With the UFC’s partnership with MGM and the level of both involvement and investment to operate such an enormous undertaking, White has stated on multiple occasions that the event at The Sphere will be a “one-and-done,” a once-in-a-lifetime spectacle that fight fans dare not miss.
Borsari isn’t so sure.
“You never know, right?” Borsari added. “I think we’ll have a much better idea if we will ever attempt something like this again on Sept. 15. Dana’s been saying that because of all of the unique aspects that have aligned to allow us to do this…The lead time to pull this off, it really monopolizes the time on our side with our production team. So, it’s something that I think we can probably better answer after the event is done. We’ll see how it goes.”

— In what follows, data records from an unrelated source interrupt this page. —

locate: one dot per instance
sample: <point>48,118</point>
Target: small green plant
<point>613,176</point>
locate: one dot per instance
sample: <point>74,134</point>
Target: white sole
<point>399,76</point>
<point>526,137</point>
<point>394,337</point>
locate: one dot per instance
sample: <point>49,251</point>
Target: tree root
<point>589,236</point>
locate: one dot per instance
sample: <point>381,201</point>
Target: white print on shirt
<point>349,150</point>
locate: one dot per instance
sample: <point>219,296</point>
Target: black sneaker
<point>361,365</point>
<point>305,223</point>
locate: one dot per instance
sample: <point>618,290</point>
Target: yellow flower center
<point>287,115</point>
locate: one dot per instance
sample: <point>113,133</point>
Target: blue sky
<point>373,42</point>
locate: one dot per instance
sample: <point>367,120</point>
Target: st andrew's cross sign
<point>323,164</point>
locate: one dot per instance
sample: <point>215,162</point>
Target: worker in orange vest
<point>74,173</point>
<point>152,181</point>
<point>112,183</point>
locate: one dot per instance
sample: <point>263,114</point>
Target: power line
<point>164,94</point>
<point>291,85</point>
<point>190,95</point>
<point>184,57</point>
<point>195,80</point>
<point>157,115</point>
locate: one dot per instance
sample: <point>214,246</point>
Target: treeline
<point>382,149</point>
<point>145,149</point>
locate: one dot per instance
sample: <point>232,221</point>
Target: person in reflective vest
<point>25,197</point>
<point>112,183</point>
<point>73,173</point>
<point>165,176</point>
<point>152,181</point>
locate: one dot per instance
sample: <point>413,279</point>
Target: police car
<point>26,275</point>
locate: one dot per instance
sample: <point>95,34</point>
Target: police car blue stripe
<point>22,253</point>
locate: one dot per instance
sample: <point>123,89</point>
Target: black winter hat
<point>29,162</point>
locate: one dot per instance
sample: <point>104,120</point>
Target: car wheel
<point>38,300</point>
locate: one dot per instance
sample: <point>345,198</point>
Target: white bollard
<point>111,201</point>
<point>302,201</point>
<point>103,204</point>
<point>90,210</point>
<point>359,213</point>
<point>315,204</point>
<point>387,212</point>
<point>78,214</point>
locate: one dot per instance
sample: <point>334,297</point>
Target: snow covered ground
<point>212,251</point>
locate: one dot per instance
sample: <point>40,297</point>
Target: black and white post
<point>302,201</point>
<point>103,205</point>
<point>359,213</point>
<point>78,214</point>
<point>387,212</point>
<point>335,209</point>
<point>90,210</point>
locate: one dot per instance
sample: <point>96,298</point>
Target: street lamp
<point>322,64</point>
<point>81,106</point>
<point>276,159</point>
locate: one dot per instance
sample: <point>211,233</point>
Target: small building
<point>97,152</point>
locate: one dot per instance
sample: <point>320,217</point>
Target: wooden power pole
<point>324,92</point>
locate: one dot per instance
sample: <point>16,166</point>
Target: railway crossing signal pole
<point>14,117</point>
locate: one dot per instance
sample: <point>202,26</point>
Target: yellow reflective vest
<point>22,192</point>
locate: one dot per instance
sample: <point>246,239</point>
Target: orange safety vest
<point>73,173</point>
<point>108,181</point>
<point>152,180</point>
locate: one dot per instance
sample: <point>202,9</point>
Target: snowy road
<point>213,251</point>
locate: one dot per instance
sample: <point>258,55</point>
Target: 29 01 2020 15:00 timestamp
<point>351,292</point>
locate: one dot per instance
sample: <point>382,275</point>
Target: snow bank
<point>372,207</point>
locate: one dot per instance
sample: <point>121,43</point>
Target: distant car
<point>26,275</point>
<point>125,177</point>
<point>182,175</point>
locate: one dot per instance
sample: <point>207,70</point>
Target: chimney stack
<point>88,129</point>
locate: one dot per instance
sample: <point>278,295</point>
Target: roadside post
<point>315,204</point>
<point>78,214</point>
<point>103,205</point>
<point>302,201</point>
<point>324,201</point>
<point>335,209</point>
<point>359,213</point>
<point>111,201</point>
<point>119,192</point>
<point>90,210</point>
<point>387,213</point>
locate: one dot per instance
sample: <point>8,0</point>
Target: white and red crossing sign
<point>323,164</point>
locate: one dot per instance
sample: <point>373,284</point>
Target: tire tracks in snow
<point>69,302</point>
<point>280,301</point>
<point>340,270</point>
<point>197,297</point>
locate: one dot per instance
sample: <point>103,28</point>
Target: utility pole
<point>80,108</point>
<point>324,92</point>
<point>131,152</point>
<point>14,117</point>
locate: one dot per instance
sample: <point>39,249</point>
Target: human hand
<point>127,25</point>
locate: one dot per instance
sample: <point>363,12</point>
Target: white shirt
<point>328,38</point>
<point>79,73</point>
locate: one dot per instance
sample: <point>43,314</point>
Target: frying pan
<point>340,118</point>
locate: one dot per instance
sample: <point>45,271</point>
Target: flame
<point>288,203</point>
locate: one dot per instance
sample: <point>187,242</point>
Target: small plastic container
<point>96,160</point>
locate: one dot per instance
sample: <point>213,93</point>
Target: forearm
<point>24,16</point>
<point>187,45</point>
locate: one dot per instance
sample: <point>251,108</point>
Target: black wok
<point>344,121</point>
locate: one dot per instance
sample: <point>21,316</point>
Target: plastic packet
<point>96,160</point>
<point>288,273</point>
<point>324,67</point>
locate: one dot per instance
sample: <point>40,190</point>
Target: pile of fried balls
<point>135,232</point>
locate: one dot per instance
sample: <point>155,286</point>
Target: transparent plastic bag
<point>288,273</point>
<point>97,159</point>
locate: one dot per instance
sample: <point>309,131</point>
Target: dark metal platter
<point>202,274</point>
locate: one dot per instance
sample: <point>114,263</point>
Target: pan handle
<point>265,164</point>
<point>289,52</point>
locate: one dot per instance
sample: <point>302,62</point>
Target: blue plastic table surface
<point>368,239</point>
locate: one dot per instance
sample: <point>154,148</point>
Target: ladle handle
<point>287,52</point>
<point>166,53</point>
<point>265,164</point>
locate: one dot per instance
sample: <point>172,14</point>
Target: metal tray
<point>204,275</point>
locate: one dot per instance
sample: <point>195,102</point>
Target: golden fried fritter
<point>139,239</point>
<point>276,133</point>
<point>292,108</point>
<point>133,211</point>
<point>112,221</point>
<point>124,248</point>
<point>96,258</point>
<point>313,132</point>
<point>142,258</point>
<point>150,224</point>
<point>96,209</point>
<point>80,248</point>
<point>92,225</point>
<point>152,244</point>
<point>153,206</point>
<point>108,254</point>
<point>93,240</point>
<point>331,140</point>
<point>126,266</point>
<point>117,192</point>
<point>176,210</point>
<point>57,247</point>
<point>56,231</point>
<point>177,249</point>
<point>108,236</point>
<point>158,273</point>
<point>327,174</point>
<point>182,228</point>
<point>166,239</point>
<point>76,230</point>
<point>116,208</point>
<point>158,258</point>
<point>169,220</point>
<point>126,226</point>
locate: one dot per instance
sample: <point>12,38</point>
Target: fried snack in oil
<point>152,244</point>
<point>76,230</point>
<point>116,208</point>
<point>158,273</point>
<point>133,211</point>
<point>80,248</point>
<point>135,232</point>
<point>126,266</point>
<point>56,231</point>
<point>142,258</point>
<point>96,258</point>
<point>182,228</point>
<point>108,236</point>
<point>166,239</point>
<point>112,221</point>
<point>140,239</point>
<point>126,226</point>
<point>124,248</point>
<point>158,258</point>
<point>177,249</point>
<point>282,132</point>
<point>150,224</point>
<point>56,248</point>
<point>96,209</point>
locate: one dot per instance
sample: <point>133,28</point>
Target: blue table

Riyadh Season Noche UFC (or UFC 306: O’Malley vs. Dvalishvili) takes place Sept. 14 at The Sphere in Las Vegas.
Below is the current projected bout order for the 10-fight card:
MAIN CARD
— Sean O’Malley vs. Merab Dvalishvili (for men’s bantamweight title)
— Alexa Grasso vs. Valentina Shevchenko (for women’s flyweight title)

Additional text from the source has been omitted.